Sechnassach mac Blathmaic (died 671) followed his father Blathmac mac Áedo Sláine (died 665) and uncle Diarmait mac Áedo Sláine (died 665) as High King of Ireland and King of Brega. He belonged to the Síl nÁedo Sláine kindred of the southern Uí Néill, named for his grandfather Áed Sláine (died 604).

Sechnassach's father and uncle are said to have died in a great plague—the buide Chonaill—which struck Ireland from 664 or 665 onwards.

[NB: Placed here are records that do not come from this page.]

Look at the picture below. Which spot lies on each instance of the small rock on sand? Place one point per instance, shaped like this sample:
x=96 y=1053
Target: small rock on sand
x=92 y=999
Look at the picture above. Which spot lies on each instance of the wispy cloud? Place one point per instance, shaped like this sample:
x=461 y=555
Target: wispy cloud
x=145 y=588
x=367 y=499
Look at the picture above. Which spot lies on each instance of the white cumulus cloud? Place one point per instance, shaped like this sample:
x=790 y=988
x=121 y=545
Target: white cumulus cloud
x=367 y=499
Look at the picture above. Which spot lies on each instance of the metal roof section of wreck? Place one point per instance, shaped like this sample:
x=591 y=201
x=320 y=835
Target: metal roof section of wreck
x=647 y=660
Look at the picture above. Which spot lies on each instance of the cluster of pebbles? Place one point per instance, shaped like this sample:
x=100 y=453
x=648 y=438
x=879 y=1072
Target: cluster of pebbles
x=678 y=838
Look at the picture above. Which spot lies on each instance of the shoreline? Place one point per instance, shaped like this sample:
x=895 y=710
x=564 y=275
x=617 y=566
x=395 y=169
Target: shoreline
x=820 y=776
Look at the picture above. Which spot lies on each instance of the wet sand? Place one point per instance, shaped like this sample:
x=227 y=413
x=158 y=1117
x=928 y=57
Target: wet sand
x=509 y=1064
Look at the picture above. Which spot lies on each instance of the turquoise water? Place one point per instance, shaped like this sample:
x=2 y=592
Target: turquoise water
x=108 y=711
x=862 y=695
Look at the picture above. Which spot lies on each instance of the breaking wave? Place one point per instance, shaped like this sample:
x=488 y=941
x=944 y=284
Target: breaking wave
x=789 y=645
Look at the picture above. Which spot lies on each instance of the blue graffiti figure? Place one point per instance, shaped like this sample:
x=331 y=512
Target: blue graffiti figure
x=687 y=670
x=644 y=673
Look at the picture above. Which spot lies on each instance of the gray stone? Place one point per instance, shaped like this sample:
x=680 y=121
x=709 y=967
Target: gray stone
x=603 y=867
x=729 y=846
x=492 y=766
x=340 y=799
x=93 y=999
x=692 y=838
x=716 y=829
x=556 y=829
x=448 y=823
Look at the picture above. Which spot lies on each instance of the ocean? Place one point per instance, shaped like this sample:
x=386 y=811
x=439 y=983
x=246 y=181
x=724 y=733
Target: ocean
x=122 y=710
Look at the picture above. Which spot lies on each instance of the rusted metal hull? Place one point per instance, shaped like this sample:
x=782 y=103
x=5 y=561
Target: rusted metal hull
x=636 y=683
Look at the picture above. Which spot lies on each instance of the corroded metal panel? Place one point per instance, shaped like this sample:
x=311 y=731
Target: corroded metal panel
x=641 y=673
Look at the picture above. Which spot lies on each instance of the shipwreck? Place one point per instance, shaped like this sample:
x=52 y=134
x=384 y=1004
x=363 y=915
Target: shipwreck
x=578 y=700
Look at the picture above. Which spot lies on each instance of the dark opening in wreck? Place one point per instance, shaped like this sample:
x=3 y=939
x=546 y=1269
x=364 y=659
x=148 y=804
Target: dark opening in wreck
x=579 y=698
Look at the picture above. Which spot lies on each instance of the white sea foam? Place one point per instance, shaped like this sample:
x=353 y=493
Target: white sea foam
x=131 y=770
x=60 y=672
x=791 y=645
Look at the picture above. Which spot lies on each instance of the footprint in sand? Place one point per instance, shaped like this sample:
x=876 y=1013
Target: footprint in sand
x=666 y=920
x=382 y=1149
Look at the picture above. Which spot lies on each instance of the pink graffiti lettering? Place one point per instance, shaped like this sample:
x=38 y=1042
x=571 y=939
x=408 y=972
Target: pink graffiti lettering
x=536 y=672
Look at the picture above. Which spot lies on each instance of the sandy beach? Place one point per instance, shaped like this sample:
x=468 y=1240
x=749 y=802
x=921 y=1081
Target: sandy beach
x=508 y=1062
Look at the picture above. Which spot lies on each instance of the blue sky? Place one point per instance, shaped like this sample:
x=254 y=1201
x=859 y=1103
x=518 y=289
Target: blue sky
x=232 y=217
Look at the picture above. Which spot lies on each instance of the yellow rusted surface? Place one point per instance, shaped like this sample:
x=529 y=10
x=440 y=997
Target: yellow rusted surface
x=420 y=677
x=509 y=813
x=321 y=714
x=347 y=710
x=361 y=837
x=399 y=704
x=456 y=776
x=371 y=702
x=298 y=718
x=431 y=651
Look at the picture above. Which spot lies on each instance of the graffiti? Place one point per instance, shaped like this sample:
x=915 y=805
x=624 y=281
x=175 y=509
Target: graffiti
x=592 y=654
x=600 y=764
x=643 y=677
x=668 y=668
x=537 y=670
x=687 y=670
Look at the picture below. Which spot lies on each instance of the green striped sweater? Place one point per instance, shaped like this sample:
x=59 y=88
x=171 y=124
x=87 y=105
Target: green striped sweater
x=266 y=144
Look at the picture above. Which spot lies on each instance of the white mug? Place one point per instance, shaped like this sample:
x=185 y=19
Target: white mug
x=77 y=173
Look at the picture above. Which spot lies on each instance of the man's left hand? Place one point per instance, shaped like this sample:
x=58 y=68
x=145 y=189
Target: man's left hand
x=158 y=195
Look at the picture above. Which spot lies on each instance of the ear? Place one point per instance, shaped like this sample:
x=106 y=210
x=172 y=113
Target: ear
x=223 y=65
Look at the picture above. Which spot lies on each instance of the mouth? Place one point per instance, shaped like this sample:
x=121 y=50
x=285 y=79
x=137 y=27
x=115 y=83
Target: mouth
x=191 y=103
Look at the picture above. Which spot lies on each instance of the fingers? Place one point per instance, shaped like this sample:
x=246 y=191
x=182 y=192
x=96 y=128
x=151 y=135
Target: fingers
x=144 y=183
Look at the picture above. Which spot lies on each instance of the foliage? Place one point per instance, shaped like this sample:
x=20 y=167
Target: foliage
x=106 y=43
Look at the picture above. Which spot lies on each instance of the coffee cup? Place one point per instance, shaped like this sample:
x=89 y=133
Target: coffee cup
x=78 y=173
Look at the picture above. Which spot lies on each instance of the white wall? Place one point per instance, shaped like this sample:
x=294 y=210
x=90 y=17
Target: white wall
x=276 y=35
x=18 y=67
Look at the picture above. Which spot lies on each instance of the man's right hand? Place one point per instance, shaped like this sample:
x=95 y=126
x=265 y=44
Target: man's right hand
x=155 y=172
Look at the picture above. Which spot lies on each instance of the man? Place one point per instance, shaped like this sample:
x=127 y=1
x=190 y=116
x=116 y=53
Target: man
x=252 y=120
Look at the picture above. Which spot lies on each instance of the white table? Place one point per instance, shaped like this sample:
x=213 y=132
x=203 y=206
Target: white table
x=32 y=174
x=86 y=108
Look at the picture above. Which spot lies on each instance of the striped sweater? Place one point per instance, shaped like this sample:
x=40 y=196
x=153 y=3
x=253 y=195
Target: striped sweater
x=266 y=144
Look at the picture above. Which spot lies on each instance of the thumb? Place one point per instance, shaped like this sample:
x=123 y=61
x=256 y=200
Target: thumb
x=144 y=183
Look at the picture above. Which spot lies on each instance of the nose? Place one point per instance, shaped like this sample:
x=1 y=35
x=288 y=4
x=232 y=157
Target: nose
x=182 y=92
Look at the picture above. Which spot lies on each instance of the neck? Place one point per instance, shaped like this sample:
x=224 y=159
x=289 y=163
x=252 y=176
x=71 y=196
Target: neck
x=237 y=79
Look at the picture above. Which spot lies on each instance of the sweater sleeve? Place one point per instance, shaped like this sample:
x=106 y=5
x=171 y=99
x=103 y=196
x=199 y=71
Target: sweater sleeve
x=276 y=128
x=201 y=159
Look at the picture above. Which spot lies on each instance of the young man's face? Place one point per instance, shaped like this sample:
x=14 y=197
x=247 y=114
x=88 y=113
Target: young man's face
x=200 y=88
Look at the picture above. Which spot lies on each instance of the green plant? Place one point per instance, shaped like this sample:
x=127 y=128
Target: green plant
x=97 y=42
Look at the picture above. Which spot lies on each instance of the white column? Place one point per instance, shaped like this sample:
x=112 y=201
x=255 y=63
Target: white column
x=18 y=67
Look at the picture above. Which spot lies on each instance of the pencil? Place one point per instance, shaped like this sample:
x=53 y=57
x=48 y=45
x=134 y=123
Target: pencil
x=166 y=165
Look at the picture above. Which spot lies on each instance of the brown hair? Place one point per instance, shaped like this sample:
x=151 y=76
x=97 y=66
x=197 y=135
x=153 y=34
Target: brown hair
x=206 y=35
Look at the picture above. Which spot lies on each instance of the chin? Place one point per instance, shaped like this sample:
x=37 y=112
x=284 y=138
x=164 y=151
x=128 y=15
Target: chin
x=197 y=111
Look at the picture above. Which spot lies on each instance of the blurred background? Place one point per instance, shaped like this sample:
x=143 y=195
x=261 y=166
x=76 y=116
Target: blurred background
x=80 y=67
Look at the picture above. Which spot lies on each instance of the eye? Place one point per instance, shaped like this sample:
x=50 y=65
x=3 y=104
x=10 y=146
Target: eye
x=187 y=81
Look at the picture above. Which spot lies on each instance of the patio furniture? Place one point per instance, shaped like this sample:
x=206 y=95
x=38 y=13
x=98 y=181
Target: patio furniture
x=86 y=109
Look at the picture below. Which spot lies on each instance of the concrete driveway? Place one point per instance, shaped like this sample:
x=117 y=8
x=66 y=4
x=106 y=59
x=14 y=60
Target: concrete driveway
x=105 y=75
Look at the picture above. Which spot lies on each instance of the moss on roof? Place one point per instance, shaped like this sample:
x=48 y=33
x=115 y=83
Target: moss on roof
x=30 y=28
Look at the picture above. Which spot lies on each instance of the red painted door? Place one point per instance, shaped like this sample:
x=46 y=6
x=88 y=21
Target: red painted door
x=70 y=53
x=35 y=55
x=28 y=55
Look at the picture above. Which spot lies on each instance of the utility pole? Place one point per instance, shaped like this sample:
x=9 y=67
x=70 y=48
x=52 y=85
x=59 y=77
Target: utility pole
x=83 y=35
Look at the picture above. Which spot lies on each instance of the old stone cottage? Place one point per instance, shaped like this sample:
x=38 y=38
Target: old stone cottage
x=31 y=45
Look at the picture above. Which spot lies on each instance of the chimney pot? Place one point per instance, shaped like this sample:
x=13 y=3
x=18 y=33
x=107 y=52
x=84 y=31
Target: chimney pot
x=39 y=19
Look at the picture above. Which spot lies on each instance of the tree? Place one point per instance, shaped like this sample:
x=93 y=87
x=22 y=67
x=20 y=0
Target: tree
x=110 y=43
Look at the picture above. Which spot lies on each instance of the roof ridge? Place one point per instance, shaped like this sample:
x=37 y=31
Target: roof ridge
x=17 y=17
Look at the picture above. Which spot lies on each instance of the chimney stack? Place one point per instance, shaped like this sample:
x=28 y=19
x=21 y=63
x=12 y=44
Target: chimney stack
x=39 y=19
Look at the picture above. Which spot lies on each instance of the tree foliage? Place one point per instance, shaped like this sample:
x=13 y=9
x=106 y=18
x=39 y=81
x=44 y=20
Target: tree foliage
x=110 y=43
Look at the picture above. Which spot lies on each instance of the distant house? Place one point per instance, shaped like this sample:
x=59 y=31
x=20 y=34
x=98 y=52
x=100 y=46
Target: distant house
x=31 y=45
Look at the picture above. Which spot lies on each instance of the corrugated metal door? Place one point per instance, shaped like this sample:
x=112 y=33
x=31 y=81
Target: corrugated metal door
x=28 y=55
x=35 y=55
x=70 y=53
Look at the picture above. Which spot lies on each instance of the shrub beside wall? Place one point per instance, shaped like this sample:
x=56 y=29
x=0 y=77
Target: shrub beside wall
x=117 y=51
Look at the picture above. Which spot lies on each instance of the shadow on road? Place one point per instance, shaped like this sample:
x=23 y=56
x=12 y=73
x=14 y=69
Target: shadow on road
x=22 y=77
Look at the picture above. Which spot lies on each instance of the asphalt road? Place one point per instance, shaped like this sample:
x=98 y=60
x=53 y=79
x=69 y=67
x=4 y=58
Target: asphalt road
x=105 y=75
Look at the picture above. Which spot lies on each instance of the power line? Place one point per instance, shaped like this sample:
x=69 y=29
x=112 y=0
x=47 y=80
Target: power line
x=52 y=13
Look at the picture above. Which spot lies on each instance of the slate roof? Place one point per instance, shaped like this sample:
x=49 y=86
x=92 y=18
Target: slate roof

While the Baile Chuinn Cétchathaigh, compiled in the reign of Fínsnechta Fledach (died 695), does not include Sechnassach or his brother Cenn Fáelad (died 675) among its High Kings, the Chronicle of Ireland, on which other Irish annals were founded, named him as a High King on his death. The omission of Sechnassach and his brother Cenn Fáelad from this king list may be deliberate as it was compiled in the reign of Cenn Fáelad's killer Fínsnechta Fledach.

Sechnassach's marital alliances suggest that he had close relations with the kingdom of Leinster. His only recorded marriage was with one Findelb ingen Chellaig, who may have been a daughter of Cellach Cualann (died 715). His daughter, Bé Fáil (died 741), was in turn married to Cellach Cualann. Two other daughters of Sechnassach, Murgal and Mumain, are known, but no sons.

Little is recorded in the annals of Sechnassach's reign except his death. He was killed in November 671 by Dub Dúin, king of Cenél Coirpri, a minor Uí Néill kingdom on the upper reaches of the River Boyne near Clonard. His brother Cenn Fáelad became high king after him, probably in 672.

The Annals of the Four Masters record of him:Full of bridles and horsewhips, was the house in which dwelt Seachnasach,
Many were the leavings of plunder in the house in which dwelt the son of Blathmac.

He has appeared in both the novels and short stories of Peter Tremayne's Sister Fidelma mysteries.